Subscribe to DSC Newsletter

Why So Many ‘Fake’ Data Scientists?

Have you noticed how many people are suddenly calling themselves data scientists? Your neighbour, that gal you met at a cocktail party — even your accountant has had his business cards changed!

 

There are so many people out there that suddenly call themselves ‘data scientists’ because it is the latest fad. The Harvard Business Review even called it the sexiest job of the 21st century! But in fact, many calling themselves data scientists are lacking the full skill set I would expect were I in charge of hiring a data scientist.

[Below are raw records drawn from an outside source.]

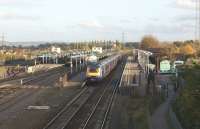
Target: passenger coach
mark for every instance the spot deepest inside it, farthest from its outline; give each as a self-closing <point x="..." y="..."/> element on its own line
<point x="98" y="71"/>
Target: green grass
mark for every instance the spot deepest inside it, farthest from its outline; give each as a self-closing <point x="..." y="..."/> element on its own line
<point x="138" y="113"/>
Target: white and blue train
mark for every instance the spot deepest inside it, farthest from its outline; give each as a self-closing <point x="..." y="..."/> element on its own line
<point x="98" y="71"/>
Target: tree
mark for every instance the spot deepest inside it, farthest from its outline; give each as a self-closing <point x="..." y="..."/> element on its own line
<point x="187" y="49"/>
<point x="149" y="41"/>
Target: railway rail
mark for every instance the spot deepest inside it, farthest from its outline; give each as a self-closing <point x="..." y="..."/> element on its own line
<point x="87" y="109"/>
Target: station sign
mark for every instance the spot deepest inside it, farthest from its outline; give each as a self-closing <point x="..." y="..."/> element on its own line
<point x="165" y="66"/>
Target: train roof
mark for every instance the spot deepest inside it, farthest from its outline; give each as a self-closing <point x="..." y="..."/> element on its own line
<point x="103" y="62"/>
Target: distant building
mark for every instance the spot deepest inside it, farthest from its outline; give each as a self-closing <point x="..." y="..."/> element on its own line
<point x="97" y="49"/>
<point x="56" y="49"/>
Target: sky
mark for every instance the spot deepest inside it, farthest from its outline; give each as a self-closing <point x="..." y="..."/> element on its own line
<point x="84" y="20"/>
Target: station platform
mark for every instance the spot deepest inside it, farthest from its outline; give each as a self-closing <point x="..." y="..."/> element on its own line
<point x="77" y="80"/>
<point x="133" y="79"/>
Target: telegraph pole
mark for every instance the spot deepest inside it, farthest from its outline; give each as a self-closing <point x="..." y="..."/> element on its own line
<point x="197" y="20"/>
<point x="2" y="41"/>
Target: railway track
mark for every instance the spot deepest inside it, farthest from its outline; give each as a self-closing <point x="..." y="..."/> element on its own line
<point x="88" y="110"/>
<point x="48" y="80"/>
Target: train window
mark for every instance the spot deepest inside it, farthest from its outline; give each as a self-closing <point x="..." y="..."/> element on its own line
<point x="93" y="70"/>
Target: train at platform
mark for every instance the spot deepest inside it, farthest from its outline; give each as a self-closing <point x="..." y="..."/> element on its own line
<point x="98" y="71"/>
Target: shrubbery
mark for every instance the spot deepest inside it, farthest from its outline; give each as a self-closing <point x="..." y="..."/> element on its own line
<point x="187" y="105"/>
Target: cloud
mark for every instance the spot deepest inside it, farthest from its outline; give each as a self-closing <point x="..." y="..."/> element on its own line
<point x="184" y="18"/>
<point x="169" y="29"/>
<point x="15" y="16"/>
<point x="91" y="24"/>
<point x="20" y="3"/>
<point x="190" y="4"/>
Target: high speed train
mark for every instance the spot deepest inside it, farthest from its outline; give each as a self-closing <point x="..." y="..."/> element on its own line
<point x="98" y="71"/>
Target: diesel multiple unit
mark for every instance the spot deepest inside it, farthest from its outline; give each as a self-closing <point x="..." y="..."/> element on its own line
<point x="98" y="71"/>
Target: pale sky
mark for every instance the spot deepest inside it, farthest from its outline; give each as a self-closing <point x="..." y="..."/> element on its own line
<point x="79" y="20"/>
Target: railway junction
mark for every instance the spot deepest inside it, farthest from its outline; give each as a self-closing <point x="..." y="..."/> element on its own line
<point x="60" y="98"/>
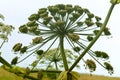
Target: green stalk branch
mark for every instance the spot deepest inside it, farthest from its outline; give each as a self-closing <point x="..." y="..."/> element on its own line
<point x="3" y="61"/>
<point x="95" y="39"/>
<point x="63" y="53"/>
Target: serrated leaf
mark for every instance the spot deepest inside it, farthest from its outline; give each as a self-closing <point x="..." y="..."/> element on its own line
<point x="2" y="17"/>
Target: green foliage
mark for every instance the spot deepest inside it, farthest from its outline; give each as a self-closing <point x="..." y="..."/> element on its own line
<point x="58" y="23"/>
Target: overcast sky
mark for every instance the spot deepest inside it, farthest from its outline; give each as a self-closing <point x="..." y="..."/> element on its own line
<point x="16" y="13"/>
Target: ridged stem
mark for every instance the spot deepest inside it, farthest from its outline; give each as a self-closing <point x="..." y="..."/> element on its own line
<point x="63" y="52"/>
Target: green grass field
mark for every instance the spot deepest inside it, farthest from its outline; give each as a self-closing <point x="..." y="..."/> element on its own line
<point x="4" y="75"/>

What I see is many business analysts that haven’t even got any understanding of big data technology or programming languages call themselves data scientists. Then there are programmers from the IT function who understand programming but lack the business skills, analytics skills or creativity needed to be a true data scientist.

Part of the problem here is simple supply and demand economics: There simply aren’t enough true data scientists out there to fill the need, and so less qualified (or not qualified at all!) candidates make it into the ranks.

Second is that the role of a data scientist is often ill-defined within the field and even within a single company.  People throw the term around to mean everything from a data engineer (the person responsible for creating the software “plumbing” that collects and stores the data) to statisticians who merely crunch the numbers.

A true data scientist is so much more. In my experience, a data scientist is:

  • multidisciplinary. I have seen many companies try to narrow their recruiting by searching for only candidates who have a Phd in mathematics, but in truth, a good data scientist could come from a variety of backgrounds — and may not necessarily have an advanced degree in any of them.
  • business savvy.  If a candidate does not have much business experience, the company must compensate by pairing him or her with someone who does.
  • analytical. A good data scientist must be naturally analytical and have a strong ability to spot patterns.
  • good at visual communications. Anyone can make a chart or graph; it takes someone who understands visual communications to create a representation of data that tells the story the audience needs to hear.
  • versed in computer science. Professionals who are familiar with Hadoop, Java, Python, etc. are in high demand. If your candidate is not expert in these tools, he or she should be paired with a data engineer who is.
  • creative. Creativity is vital for a data scientist, who needs to be able to look beyond a particular set of numbers, beyond even the company’s data sets to discover answers to questions — and perhaps even pose new questions.
  • able to add significant value to data. If someone only presents the data, he or she is a statistician, not a data scientist. Data scientists offer great additional value over data through insights and analysis.
  • a storyteller. In the end, data is useless without context. It is the data scientist’s job to provide that context, to tell a story with the data that provides value to the company.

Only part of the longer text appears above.